Sono nato a Vicenza in un freddo dicembre degli anni sessanta. Ho vissuto in un luogo incantevole, circondato dai campi con un fiume lento, silenzioso ma profondo, che ne solcava le carni. Esso segnava i confini tra la terra della fatica, delle braccia, dalla nuda e fredda via ferroviaria che lasciava spegnere lo sguardo dei bambini, nel suo infinito proseguire per luoghi lontani. Abitavo con la mia famiglia in una vecchia casa di campagna di precedente proprietà nobiliare; di quelle realtà nobili che nel dopoguerra hanno perso un po’ del loro smalto. Fu acquistata da una industria tessile che la usò per affittarla ai dipendenti, tra i quali mio padre.
L’appartamento che occupavo con i miei era quello in precedenza usato dal parroco di contrada, tant’è che nel salotto avevamo una nicchia dove in passato c’era una statuetta della Madonna e in quella stessa stanza, probabilmente, dicevano le messe.
Nella camera dove dormivo con mia sorella, nei giorni di pioggia strani e colorati affioramenti d’acqua mista a muffa scendevano dai muri perimetrali della stanza. Sembrava di abitare in un luogo magico: non era da tutti aver delle cascatine proprio a pochi centimetri dal naso.

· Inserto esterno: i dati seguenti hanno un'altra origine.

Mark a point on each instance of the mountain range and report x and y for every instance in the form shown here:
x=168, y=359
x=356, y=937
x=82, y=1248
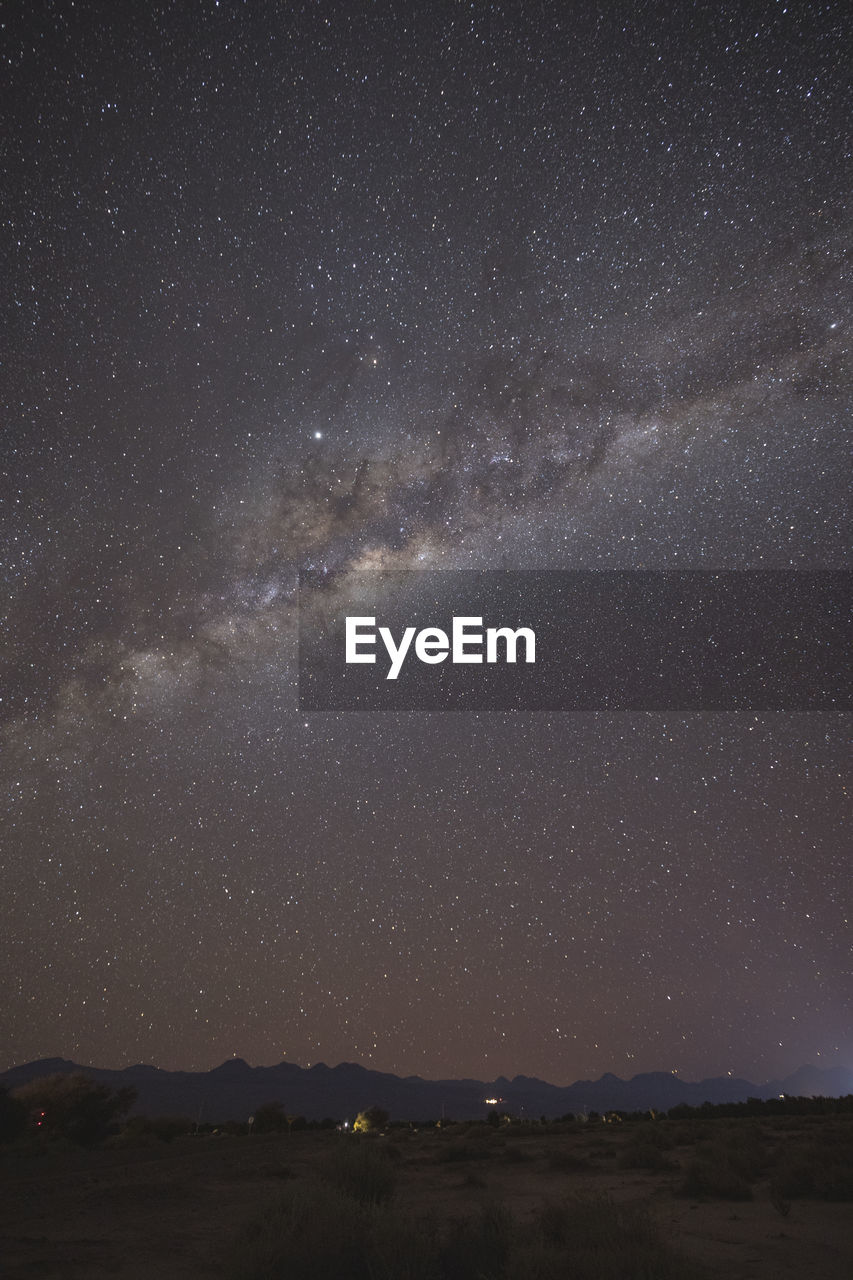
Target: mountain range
x=236, y=1089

Noi bambini non potevamo immaginare
Noi bambini non potevamo immaginare che era insalubre e che le ripetute bronchiti che ci aggredivano fossero causate da quelle bellissime e rigurgitanti cascatelle che la sera facevano fantastici riflessi esposte alla luce di un piccolo lampadario a gocce.
In quella antica dimora, confusa in una periferia della città con la sua profonda ma composta decadenza, c’era una grande soffitta che la sovrastava e come tutte le soffitte, racchiudeva memorie sopportando il triste peso della storia, quella che nessuno dovrebbe scordare. Vecchi mobili fatiscenti, reduci da pesanti traslochi sui carri, foto logore e ingiallite di parenti dimenticati anche dal cimitero, affascinanti raccolte involontarie di giornali, in attesa di una embrionale raccolta carta che, nei mitici 70, era visione futurista di pochi intellettuali. Le fredde giornate d’inverno respiravano nella loro brevità contrapponendosi alla lunga noia che trascinavo come tutti i ragazzini costretti tra le mura, ma avevo trovato un modo interessante per trascorre i pomeriggi. Quelle cataste di quotidiani che in qualche modo raccontavano la storia, aprivano nuovi scenari sconosciuti alla mia persona, non privi di crudeltà. Una storia sicuramente distorta, manipolata dai vari interessi del momento, ma comunque rimasta attuale in quelle pagine ingiallite, statica come le vecchie foto dell’armadio. Mi sedevo al centro delle “torri” e sollevando cumuli di polvere, ruotavo parole andate, ma ancora capaci di gridare pensieri. Ricordo gli articoli che iniziavano con “…Saigon 11 maggio 1965” o “…incursori sfidano comando vietcong: 50 perdite tra gli americani, ma il napalm apre un varco nella foresta…” parole che scandivano eventi con un ritmo studiato, calcolato al tavolino “letterario”; non lo comprendevo allora. Una “deflagrazione” mediatica, con obiettivi precisi: identificare in quel conflitto assurdo (che nel corso della storia ha coinvolto anche qualche nazione europea), i buoni e i cattivi, per una umanità sempre più cinica ed egocentrica presa dal boom economico alla ricerca di spazi e risorse per alimentare il grande altoforno. Nessun senso di colpa per i morti, tutti i morti. Rare erano le notizie che uscivano dal coro cercando di diffondere un barlume di verità.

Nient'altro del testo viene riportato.